# I) Initialisation of the environment

## 1) Libraries

In [1]:
###################################
########## Libraries ##############
###################################
import pandas as pd
from PIL import Image
import numpy as np
import io
import os


# The two lines below inform tensorflows that No Cuda cores are present in this machine
# it prevents tons of warning messages
os.environ['CUDA_VISIBLE_DEVICES'] = '-1'
os.environ['TF_CPP_MIN_LOG_LEVEL']="2"

import tensorflow as tf
from tensorflow.keras.applications.mobilenet_v2 import MobileNetV2, preprocess_input
from tensorflow.keras.preprocessing.image import img_to_array
from tensorflow.keras import Model
from pyspark.sql.functions import col, pandas_udf, PandasUDFType, element_at, split
from pyspark.sql import SparkSession

from pyspark.ml.functions import array_to_vector

from pyspark.ml import Pipeline
from pyspark.ml.feature import PCA, StandardScaler


## 2) Initialisation of Spark session

In [2]:
##############################################
##### Initialisation of Spark session ########
##############################################

spark = (SparkSession
         .builder
         .appName('P8')
         .master('local')
         .config("spark.sql.parquet.writeLegacyFormat", 'true')
         .getOrCreate()
         )

sc = spark.sparkContext
sc.setLogLevel("WARN")
spark


23/02/20 13:54:18 WARN Utils: Your hostname, clement-VirtualBox resolves to a loopback address: 127.0.1.1; using 10.0.2.15 instead (on interface enp0s3)
23/02/20 13:54:18 WARN Utils: Set SPARK_LOCAL_IP if you need to bind to another address


Setting default log level to "WARN".
To adjust logging level use sc.setLogLevel(newLevel). For SparkR, use setLogLevel(newLevel).
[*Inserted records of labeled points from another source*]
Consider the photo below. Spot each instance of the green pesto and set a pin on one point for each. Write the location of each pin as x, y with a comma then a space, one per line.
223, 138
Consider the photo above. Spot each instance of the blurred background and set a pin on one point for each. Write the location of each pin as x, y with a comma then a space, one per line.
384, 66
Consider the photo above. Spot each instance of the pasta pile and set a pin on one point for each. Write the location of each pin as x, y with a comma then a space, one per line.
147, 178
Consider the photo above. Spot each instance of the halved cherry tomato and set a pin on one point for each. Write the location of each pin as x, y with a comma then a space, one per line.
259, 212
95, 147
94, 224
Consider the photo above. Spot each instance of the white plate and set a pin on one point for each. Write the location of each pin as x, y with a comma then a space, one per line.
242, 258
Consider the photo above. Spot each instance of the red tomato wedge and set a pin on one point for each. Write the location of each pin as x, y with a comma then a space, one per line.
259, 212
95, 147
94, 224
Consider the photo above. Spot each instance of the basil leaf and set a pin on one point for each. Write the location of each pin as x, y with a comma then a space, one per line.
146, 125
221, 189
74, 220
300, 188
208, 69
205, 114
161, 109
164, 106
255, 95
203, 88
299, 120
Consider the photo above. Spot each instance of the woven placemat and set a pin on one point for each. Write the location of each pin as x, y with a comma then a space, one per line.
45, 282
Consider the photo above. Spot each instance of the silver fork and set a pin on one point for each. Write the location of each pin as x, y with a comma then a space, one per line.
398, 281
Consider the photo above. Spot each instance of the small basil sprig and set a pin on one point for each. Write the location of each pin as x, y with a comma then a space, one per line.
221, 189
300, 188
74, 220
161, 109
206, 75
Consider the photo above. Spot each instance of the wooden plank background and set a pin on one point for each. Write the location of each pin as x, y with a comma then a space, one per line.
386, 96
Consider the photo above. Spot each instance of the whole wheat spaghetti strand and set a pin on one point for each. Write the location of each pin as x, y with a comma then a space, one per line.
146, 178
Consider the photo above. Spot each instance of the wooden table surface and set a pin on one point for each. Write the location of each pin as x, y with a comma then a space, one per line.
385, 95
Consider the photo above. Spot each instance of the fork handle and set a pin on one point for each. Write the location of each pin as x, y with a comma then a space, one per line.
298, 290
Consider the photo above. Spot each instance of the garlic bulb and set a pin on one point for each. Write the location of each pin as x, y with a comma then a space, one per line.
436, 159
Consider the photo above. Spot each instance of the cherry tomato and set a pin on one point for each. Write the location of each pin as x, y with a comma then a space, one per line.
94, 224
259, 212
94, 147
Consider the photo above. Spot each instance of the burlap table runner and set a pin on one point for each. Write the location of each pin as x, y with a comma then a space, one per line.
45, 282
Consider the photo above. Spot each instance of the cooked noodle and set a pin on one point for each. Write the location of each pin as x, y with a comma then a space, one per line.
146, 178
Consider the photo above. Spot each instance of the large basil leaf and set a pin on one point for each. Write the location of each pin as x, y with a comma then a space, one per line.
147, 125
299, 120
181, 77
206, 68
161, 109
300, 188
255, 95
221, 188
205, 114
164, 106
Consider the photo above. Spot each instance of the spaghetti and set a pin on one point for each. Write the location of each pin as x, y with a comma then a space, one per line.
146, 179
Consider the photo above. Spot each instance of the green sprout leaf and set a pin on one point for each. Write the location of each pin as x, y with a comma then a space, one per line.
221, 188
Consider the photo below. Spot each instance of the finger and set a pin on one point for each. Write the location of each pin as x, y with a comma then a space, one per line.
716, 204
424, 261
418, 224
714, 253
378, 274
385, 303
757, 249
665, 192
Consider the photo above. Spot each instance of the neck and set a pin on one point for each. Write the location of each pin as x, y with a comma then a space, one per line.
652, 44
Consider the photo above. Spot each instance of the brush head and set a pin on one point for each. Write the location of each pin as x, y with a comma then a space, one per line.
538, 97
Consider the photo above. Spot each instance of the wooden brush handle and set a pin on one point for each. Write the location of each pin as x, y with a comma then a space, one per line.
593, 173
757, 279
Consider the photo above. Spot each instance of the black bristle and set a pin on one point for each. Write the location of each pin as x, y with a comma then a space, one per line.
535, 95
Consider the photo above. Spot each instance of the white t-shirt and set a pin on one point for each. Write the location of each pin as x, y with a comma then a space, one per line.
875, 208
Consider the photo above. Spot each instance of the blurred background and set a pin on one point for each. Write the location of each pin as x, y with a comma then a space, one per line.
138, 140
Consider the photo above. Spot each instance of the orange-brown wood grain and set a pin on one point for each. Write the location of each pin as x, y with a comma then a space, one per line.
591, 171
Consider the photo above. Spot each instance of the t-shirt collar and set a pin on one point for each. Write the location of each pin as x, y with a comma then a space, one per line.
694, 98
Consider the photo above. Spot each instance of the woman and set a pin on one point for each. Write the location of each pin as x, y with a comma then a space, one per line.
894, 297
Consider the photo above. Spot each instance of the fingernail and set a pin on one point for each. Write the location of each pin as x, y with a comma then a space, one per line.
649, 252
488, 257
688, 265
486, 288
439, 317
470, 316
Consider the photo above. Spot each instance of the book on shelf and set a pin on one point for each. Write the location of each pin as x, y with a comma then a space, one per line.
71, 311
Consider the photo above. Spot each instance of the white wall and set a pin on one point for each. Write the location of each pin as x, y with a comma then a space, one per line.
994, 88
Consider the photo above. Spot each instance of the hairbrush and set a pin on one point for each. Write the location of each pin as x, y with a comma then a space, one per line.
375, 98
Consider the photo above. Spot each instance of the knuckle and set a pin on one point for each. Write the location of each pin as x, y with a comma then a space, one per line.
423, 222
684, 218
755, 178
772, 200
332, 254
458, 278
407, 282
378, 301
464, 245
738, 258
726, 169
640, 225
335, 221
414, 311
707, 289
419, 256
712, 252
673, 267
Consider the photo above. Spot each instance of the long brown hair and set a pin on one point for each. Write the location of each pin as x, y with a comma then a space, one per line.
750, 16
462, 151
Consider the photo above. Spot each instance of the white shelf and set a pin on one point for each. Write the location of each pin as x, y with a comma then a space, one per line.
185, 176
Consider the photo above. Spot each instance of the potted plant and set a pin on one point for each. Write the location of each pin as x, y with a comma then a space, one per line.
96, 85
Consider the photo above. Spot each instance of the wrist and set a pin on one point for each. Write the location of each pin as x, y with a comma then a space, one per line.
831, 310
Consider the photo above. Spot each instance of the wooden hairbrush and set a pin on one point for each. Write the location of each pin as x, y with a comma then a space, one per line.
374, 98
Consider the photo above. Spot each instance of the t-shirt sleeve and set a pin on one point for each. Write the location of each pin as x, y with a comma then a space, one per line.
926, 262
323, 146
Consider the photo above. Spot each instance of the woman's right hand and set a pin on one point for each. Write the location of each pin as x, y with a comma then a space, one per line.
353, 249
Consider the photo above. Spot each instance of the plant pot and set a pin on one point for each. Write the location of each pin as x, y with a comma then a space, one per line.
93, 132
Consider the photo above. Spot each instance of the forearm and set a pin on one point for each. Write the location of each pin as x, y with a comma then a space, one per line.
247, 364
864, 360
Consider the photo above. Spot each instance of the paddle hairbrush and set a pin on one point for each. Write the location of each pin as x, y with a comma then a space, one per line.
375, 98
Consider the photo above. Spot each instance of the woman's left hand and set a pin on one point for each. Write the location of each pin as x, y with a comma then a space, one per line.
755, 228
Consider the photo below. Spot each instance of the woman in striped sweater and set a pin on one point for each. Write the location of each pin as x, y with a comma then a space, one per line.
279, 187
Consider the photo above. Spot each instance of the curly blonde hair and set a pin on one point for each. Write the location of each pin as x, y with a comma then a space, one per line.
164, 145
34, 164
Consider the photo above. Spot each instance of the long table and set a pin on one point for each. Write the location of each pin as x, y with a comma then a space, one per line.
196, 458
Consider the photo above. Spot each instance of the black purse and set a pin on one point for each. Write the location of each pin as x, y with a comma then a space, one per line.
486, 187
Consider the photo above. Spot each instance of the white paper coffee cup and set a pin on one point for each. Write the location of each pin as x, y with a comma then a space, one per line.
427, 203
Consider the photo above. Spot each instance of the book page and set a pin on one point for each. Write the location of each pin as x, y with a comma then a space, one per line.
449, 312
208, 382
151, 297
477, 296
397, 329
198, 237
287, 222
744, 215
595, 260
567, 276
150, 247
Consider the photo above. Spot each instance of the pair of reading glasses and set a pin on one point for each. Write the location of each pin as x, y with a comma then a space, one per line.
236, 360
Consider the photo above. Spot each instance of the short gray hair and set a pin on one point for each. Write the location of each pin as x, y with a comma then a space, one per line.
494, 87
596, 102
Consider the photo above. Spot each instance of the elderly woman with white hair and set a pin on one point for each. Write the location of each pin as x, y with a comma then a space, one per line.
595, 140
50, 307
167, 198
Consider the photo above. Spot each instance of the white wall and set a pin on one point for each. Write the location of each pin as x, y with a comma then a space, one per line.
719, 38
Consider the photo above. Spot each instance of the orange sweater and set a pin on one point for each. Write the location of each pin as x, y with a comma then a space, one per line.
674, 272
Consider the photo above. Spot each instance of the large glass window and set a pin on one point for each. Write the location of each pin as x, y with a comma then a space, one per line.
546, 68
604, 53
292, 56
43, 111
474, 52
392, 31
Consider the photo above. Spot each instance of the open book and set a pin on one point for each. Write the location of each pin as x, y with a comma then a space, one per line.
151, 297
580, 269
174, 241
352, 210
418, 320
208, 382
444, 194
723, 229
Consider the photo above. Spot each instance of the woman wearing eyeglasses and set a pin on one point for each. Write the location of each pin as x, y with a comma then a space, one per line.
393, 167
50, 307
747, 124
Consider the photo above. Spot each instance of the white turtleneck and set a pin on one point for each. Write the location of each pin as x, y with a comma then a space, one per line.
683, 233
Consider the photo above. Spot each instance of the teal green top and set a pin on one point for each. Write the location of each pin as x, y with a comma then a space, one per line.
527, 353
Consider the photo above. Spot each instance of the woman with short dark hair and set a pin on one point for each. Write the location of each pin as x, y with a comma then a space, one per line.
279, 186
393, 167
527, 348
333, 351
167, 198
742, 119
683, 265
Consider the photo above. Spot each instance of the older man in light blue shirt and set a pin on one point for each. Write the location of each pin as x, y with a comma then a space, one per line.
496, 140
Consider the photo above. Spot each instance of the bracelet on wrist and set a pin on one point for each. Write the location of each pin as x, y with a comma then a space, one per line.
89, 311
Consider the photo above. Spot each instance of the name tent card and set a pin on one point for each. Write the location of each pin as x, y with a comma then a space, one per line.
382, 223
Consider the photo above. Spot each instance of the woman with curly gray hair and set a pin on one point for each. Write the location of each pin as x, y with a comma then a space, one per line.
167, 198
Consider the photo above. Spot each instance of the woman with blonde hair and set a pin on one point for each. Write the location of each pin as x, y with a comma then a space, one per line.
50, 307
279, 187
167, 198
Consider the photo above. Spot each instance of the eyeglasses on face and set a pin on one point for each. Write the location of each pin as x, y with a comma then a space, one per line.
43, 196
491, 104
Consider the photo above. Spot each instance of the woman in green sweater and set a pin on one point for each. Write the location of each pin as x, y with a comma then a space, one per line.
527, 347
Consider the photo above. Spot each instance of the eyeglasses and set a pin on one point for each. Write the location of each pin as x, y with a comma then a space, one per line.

23/02/20 13:54:19 WARN NativeCodeLoader: Unable to load native-hadoop library for your platform... using builtin-java classes where applicable


## 3) Establishment of the data path

In [3]:
###################################
##### PATH ########################
###################################


PATH_Data = "/home/clement/Documents/P8_data/fruits/fruits-360_dataset/fruits-360/Training"
PATH_Result = "/home/clement/Documents/P8_data/test_local/Results"
PATH_Pipeline = "/home/clement/Documents/P8_data/test_local/pipeline_trained"

print('\nPATH_Data:   ' +PATH_Data+
'\nPATH_Result: '+PATH_Result+
'\nPATH_Pipeline:   ' +PATH_Pipeline)



PATH_Data:   /home/clement/Documents/P8_data/fruits/fruits-360_dataset/fruits-360/Training
PATH_Result: /home/clement/Documents/P8_data/test_local/Results
PATH_Pipeline:   /home/clement/Documents/P8_data/test_local/pipeline_trained


## 4) Initialisation of the model

In [4]:

###########################################
########## Initialisation of the model ####
###########################################
model = MobileNetV2(weights='imagenet',
                        include_top=True,
                        input_shape=(224, 224, 3))
for layer in model.layers:
    layer.trainable = False
new_model = Model(inputs=model.input,
                    outputs=model.layers[-2].output)
brodcast_weights = sc.broadcast(new_model.get_weights())
new_model.set_weights(brodcast_weights.value)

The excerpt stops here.